Le groupe Ensemble à gauche et POP est assez ambivalent face à ce postulat, raison pour laquelle la plupart d’entre nous s’abstiendra lors du vote. D’un côté, nous sommes bien sûr favorables à la perspective de favoriser l’accès des personnes migrantes à l’emploi, en particulier les personnes qui attendent une décision quant à une demande d’asile, mais, de l’autre, il nous paraît un peu gênant de mettre l’accent uniquement sur certains secteurs professionnels bien particuliers qui, comme par hasard, sont ceux parmi lesquels les conditions de travail sont les plus dures et les moins bien rémunérées. Lorsqu’on voit la faiblesse des salaires – 3400 francs mensuels brut – des employés agricoles pour des semaines de travail très longues, on se rend bien compte qu’il y a aussi une partie de l’explication de la pénurie de main-d’œuvre : des conditions de travail très peu attractives. Lutter contre la pénurie passe aussi par une revalorisation des conditions de travail et des salaires dans ces secteurs, plutôt qu’uniquement par le fait d’aiguiller de manière très incitative des personnes migrantes vers ces professions. Nous inviterions plutôt le postulant ou son groupe à revenir peut-être avec une proposition un peu plus ouverte qui ne se limite pas à ces secteurs professionnels. En attendant, la plupart d’entre nous s’abstiendra.
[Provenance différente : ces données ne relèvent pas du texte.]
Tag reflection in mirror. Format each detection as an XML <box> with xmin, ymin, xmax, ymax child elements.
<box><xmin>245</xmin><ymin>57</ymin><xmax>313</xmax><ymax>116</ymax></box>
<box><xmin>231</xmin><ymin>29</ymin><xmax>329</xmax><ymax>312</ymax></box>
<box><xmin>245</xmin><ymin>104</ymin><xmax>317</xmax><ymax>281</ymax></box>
Mme Claire Attinger Doepper (SOC) —

Ce postulat n’a pas rencontré le soutien du groupe socialiste, et il vous invite à l’imiter. Si, par certains aspects, la possibilité d’effectuer des tâches par des migrants est à conserver, l’expérience de nombreuses mesures mises en place, dont celles menées par la cohésion sociale, n’a pas rencontré un succès fulgurant. En effet, ces mesures ne profitaient ni aux migrants, puisqu’au bout du compte elles ne débouchaient sur nul emploi, ni à l’encadrant, à savoir l’agriculteur, pour qui l’investissement consistant à accueillir des personnes ne connaissant pas le métier était important. En conclusion, le parti socialiste ne soutiendra pas ce postulat.

M. Guy Gaudard (PLR) —

Bien que très sensible aux problèmes de la migration et de l’occupation des migrants, le PLR va soutenir les déclarations du parti socialiste, des Verts et de l’UDC. Comme tout a été dit, je ne fais pas le perroquet, et ne répète pas les raisons qui motivent le vote de la commission que je vous invite à suivre.

Mme Graziella Schaller (V'L) —

J’aimerais simplement ajouter une information. Comme cela a été indiqué, le Jura a mené un tel programme pendant cinq ans avant d’en faire l’évaluation. Un interview a été réalisé des deux fondateurs de ce programme. Ils proposent après réévaluation plutôt des emplois temporaires. Cela peut par conséquent très bien évoluer. L’idée consistait à pouvoir offrir aux migrants une activité temporaire dans les métiers de la terre.

Vous me voyez assez surprise par les propos tenus par mes collègues. Je respecte absolument les formations, mais n’en considère pas moins que certains métiers liés à la terre peuvent être exercés sans grande formation. Nous rêvons tous d’un jardin potager ou de faire les vendanges ; ce genre d’occupations ne requiert pas une formation spécifique ni ne présente de caractère dangereux.

Mme Séverine Evéquoz (VER) — Président-e

La discussion est close.

Le Grand Conseil refuse la prise en considération du postulat par 94 voix contre 17 et 18 abstentions.